Apart from being a very good modeller and weathering artist, Dean is also a manufacturer and contract weatherer. Have a look at his Facebook page for more information and for lots of model photos of his work.
If you’ve not heard of Adrian’s site before then you are in a for a treat. This site has everything that you ever wanted to know about shunting puzzles, including the Timesaver and the Inglenook.
Of interest for those of us thinking of building a layout using the Inglenook design is the discussion on the design of operation and movement for the layout. Additionally there is the mechanics of designing and building the layout also. Very well worth the look.
Putting the Inglenook to work Adrian’s great little layout deserves a look. Well designed, well executed and well presented Adrian walks you through the design and build process and provides a lot of insight into the process.
Head on over to the websites and do a bit of reading – you’ll not be disappointed.
First we need a little context before we get to the layout’s brilliance. As a Western Sydney boy, I regularly saw long and short freights during the 1970s come through Blacktown in Sydney’s west before and after school. Living in Marayong on the Richmond branchline we had regular freights to and from the Riverstone Meatworks, and further up the line to Richmond itself.
In the inner west (when I could wrangle a train trip into the city) I saw several locations that I always thought I’d like to model. The Mungo Scott flour mill siding for one as shown below seemed ideal. It was inner-city, working class, railway grit that has had me fascinated all my life. Here’s two examples from that location.
Image courtesy of Trent Nicholson
So now that you have a visual context of the type of layout that I’d always wanted to build let’s take a look at Ben Gray’s vision of inner city railway industry in a small space (not that you’d notice).

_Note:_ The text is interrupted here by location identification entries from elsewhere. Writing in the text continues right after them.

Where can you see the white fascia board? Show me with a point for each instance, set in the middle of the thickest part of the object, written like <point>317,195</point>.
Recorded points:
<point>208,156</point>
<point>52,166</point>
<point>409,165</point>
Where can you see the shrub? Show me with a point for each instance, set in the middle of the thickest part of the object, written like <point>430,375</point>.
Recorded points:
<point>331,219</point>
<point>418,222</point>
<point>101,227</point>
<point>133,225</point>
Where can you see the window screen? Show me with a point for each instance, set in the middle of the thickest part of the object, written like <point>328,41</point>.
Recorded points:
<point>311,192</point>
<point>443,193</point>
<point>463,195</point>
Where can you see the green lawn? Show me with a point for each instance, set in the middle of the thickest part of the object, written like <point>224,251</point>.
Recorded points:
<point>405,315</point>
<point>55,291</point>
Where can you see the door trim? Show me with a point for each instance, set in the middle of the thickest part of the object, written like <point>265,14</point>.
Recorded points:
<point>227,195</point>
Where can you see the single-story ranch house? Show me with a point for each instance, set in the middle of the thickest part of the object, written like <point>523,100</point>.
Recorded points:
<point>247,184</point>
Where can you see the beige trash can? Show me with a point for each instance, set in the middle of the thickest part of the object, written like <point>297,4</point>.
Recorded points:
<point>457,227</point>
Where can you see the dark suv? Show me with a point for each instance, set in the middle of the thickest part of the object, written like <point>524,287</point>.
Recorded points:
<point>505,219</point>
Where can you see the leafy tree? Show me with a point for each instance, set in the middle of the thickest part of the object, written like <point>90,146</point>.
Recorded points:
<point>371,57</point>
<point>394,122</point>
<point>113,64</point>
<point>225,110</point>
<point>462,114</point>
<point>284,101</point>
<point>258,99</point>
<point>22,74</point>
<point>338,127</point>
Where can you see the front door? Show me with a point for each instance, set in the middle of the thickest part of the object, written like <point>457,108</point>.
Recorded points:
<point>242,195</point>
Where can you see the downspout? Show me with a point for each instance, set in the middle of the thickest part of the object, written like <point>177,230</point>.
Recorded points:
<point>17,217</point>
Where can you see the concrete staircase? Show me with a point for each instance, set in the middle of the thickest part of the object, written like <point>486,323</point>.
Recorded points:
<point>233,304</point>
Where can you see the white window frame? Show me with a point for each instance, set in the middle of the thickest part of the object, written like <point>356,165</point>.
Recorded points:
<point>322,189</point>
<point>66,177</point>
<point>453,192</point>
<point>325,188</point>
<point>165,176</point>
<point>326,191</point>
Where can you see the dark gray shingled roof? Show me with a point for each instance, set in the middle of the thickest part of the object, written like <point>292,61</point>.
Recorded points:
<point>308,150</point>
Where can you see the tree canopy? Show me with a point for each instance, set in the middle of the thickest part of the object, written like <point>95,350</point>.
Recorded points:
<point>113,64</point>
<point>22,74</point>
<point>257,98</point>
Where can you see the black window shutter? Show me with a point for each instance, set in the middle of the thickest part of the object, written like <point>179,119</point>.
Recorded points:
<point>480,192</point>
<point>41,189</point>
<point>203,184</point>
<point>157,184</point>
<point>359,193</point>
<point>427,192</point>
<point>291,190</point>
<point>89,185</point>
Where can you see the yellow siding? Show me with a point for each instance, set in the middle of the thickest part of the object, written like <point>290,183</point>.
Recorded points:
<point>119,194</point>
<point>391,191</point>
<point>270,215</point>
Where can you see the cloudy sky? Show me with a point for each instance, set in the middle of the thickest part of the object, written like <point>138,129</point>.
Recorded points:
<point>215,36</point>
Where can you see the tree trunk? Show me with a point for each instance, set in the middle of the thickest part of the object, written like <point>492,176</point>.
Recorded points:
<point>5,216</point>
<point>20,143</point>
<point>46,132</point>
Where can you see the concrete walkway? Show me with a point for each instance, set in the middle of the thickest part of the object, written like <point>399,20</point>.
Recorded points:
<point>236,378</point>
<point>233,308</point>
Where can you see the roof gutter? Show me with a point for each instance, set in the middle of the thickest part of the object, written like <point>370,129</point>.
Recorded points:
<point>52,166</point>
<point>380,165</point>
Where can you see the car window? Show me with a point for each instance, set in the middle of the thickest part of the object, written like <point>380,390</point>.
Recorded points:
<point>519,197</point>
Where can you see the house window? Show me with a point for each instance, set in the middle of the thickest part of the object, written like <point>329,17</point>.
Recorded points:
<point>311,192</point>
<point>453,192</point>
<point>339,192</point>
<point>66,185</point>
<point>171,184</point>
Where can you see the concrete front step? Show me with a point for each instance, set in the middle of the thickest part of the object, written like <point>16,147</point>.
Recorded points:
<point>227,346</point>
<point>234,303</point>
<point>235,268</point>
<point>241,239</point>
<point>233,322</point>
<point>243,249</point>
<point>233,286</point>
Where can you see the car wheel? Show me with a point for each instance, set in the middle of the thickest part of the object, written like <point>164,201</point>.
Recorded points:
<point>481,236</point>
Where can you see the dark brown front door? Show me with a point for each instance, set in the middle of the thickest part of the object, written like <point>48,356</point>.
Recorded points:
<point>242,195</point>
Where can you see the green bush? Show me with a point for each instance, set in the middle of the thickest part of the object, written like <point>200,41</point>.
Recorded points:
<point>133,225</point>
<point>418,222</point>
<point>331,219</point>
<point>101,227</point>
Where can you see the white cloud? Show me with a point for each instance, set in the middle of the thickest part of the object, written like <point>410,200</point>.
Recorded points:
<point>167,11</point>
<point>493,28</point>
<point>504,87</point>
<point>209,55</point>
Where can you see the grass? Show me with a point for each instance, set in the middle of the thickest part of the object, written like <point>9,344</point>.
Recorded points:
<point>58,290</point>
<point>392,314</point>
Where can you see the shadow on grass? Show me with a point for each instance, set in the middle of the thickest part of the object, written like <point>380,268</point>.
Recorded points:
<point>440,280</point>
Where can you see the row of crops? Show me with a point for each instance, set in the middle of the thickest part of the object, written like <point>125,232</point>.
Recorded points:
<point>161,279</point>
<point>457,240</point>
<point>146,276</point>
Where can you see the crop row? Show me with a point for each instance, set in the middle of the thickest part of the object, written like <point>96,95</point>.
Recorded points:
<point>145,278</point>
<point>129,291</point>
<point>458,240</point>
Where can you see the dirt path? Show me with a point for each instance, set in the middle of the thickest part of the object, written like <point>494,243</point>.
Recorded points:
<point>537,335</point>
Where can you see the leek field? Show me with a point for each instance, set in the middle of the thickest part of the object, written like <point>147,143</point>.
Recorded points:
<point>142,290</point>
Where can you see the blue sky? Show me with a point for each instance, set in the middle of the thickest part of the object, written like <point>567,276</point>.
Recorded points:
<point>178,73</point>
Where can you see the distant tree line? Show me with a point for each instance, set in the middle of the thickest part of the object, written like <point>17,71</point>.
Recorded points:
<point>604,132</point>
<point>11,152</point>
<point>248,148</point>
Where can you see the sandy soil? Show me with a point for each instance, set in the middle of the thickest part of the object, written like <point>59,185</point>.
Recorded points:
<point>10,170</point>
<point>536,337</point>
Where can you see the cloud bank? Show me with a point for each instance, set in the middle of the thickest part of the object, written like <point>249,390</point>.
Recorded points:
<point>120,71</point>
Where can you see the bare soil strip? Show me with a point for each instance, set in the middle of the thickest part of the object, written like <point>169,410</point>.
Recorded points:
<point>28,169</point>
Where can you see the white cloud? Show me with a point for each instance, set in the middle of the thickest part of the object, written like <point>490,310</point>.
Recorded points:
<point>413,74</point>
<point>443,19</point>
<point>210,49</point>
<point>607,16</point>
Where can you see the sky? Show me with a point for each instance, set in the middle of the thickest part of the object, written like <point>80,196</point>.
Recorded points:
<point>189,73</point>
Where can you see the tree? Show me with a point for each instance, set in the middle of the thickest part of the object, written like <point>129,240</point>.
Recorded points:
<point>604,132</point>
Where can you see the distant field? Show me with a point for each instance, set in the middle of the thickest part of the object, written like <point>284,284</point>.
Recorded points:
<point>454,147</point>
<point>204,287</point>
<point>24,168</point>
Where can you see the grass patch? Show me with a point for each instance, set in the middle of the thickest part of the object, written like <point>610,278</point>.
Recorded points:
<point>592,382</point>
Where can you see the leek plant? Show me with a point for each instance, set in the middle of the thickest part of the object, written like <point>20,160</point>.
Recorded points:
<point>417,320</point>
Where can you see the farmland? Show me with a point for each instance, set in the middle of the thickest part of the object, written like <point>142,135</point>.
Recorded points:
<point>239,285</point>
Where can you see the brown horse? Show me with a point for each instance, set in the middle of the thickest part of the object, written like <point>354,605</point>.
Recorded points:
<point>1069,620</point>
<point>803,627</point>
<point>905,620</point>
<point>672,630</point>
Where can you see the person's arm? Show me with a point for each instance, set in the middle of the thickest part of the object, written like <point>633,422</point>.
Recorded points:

The image above caught my eye immediately. First, I loved seeing these 46 class electric locos working freight and passenger traffic around the Sydney network. Designed for heavy freight drag work out of the Sydney basin and over the ranges to our west, these locomotives were built by Metropolitan-Vickers and its partner Beyer, Peacock and Company in England for the New South Wales Government Railways. For many years these were the most powerful locomotives in Australia with a one-hour rating of 3,780 horsepower (2,820 kW) and the ability to deliver more over short periods. They are to me the most beautiful locomotives (electric or diesel) built and look fantastic on this Inglenook (if only there were overhead wire – sigh).
There are some very clever uses of visual trickery here. The layout is just an Inglenook but it is so much more because the focus is not on the Inglenook; rather the focus is on the concept of the viewer’s experience of the layout. You have to be an inner city kid, who saw locomotives similar in appearance, doing what locomotives do with freight cars. And how it worked on me. Good one Ben and well done on taking me back 30 years with one photo.
Enjoy another view of the layout. Follow the links above and if you’re a Facebook user head on over to the group and join in the small layout love. Finally see if you can work out some of the clever tricks used in the design of the layout.
Now for a little more 46 class locomotive weathering porn (model first, prototype last):
The lovely old 46’s were notorious for getting and staying grubby, but really what’s not to like eh? All the best see you over the weekend.
Captured and photographed by David Bromage at the Gold Coast Model Train Show in or around June 2016 at the Carrara Indoor Sports Stadium this layout shows what can be achieved in a small space with great presentation and attention to detail.
In this overall image you see the entirety of the layout. What it shows to me is that you can have a small layout (in this case with UK prototype trains) that keeps the interest of the viewer and the operator, allows interactivity between the viewer and the operator (and should you choose to do so) allow the viewer to become the operator.
In addition you can build the layout board and case quickly, with little effort if using pre-built (Ikea style) components. Then you can go to town on the detail in the viewable scene. If you want more than you can add more into the scene, or as the operator has, show the operating scheme to the public at large.
Using the link in the heading above will take you David’s portfolio for the exhibition. I hope that you enjoy looking into this scene and learning as much as I have from it. I’d like to build an Inglenook in HO for exhibition use this southern spring and summer. I have several layout ideas for an inglenook and a Supernook – who knows what we’ll end up with!